How much better is your system?

How much does your bidding system really make a difference?

I was talking with various people in the Toronto Regional last weekend and the comments ranged from “it’s the biggest difference” to “not at all”.  I have to admit I’m probably in the middle heading towards “not at all”.

Now, I’m not a naturalist.  I don’t believe that Rubber Bridge style of bidding with basically zero system is the right way to go.  But how much of a difference do different conventions make in the long run?  We had a great hand for NAMYATS on the weekend:

West East
xx AKx
xx AQxxx
x Qxxxx
West North East South
4D* P 5D* P
6S P P P

4D showed a NAMYATS spades hand and 5D showed slam interest with Diamonds and Hearts controlled.  The plus side of this auction – we got to a slam that was a little better than 50% which is fairly hard to reach on other methods.  The down side – East had to guess as to whether to try to bid for a slam with one bid at the 5 level with a void in partner’s suit.  The auction was hardly scientific.  I’m sure there are better methods than NAMYATS in a forcing club system.  Here’s the thing – for the majority of partnerships remembering sequences and discussions and complex scientific auctions takes a lot of brainpower – especially after playing bridge for 6 days straight.

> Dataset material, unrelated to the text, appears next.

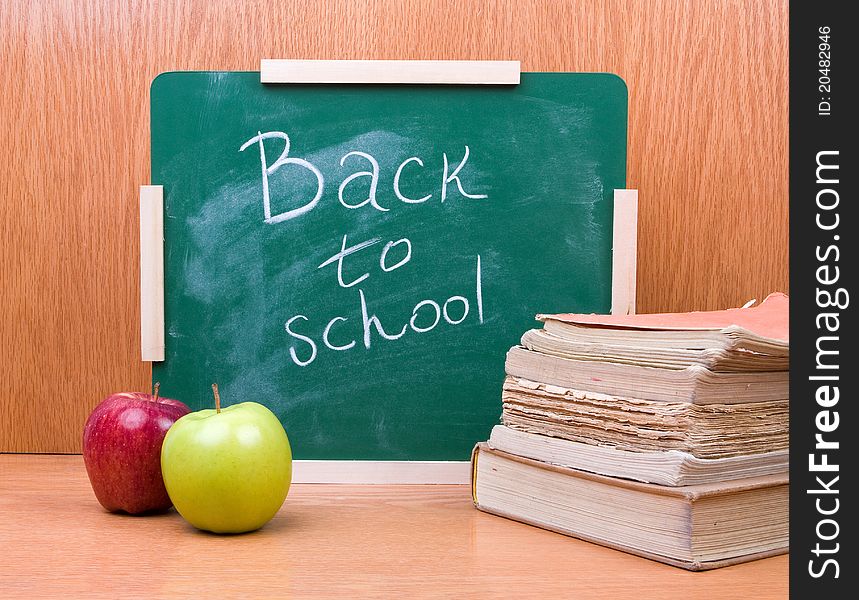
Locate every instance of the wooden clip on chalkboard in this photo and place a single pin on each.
(432, 223)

I recall watching the Spingold recently where the auction went:

West North East South
1S P 4H* P

After tons of bridge it was a tough question for West as to whether their agreement was 4H was a splinter in support of spades or a weak 4H bid.  Matches get decided on auctions like these; tired mistakes.

In my humble opinion, it’s more important to have strong agreements that you can remember than having the best, most scientific system.  The more you play the same system, the more it becomes second nature, the less you worry about the simple sequences and auctions and the more you can concentrate on play, defense and bidding judgement.

1 Comment

bobby wolffApril 15th, 2009 at 11:23 am

A wonderful article, although possibly not long enough.

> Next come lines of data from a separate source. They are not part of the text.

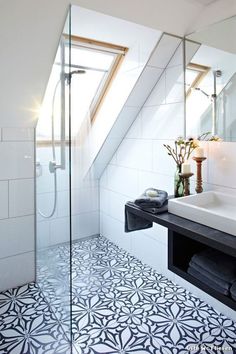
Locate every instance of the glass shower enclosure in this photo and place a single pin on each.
(53, 187)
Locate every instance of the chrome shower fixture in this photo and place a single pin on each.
(68, 76)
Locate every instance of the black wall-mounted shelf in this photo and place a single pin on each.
(185, 238)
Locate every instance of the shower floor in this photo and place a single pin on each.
(120, 305)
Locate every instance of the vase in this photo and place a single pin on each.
(178, 183)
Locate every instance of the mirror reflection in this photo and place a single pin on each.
(210, 81)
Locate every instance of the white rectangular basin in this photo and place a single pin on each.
(213, 209)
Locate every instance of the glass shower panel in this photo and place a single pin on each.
(53, 166)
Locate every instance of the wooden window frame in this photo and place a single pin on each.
(120, 52)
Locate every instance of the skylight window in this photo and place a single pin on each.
(101, 62)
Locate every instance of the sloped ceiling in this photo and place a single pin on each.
(29, 35)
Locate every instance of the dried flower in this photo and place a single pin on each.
(208, 137)
(182, 150)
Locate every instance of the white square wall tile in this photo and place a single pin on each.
(43, 234)
(21, 197)
(163, 122)
(123, 180)
(17, 159)
(135, 153)
(17, 270)
(158, 94)
(16, 236)
(17, 134)
(143, 87)
(164, 51)
(59, 230)
(222, 164)
(162, 162)
(4, 199)
(174, 84)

The last paragraph, at least to me, sums it up accurately. In these days of changing partners it becomes disadvantageous, although possibly even playing basically the same methods, to remember all the different nuances and tendencies from one partner to another.

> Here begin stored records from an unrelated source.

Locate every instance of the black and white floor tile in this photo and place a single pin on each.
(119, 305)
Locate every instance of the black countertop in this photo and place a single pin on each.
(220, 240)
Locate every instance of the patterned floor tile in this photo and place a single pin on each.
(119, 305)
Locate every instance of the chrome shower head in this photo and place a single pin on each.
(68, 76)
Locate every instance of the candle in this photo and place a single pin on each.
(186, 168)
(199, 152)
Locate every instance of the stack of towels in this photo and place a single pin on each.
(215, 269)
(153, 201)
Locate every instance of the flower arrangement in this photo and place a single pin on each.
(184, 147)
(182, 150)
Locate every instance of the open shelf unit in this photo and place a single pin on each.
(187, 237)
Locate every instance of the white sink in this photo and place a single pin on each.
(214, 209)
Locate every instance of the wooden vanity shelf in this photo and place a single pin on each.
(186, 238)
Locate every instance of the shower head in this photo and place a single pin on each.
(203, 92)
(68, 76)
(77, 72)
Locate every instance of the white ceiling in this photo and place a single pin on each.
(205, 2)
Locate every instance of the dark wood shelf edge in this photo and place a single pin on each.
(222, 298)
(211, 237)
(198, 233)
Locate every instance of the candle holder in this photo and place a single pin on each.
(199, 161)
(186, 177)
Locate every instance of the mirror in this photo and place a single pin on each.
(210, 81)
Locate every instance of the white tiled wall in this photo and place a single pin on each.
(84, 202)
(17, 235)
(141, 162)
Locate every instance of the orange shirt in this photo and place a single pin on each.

We would probably agree that some systems, methods and treatments are better for certain type hands but subject to other disadvantages for others. It is all a lifetime learning experience, before one usually finally settles for what is simple and, above all, what can be remembered.

Also, never forget, that unfamiliarity with certain type sequences sometimes leads to dreaded hesitation disruption which, in general, makes our game, although usually unintentionally, less than it should be, since partner will likely read one’s potential problem.

Thank you, Colin for bringing up this perplexing subject.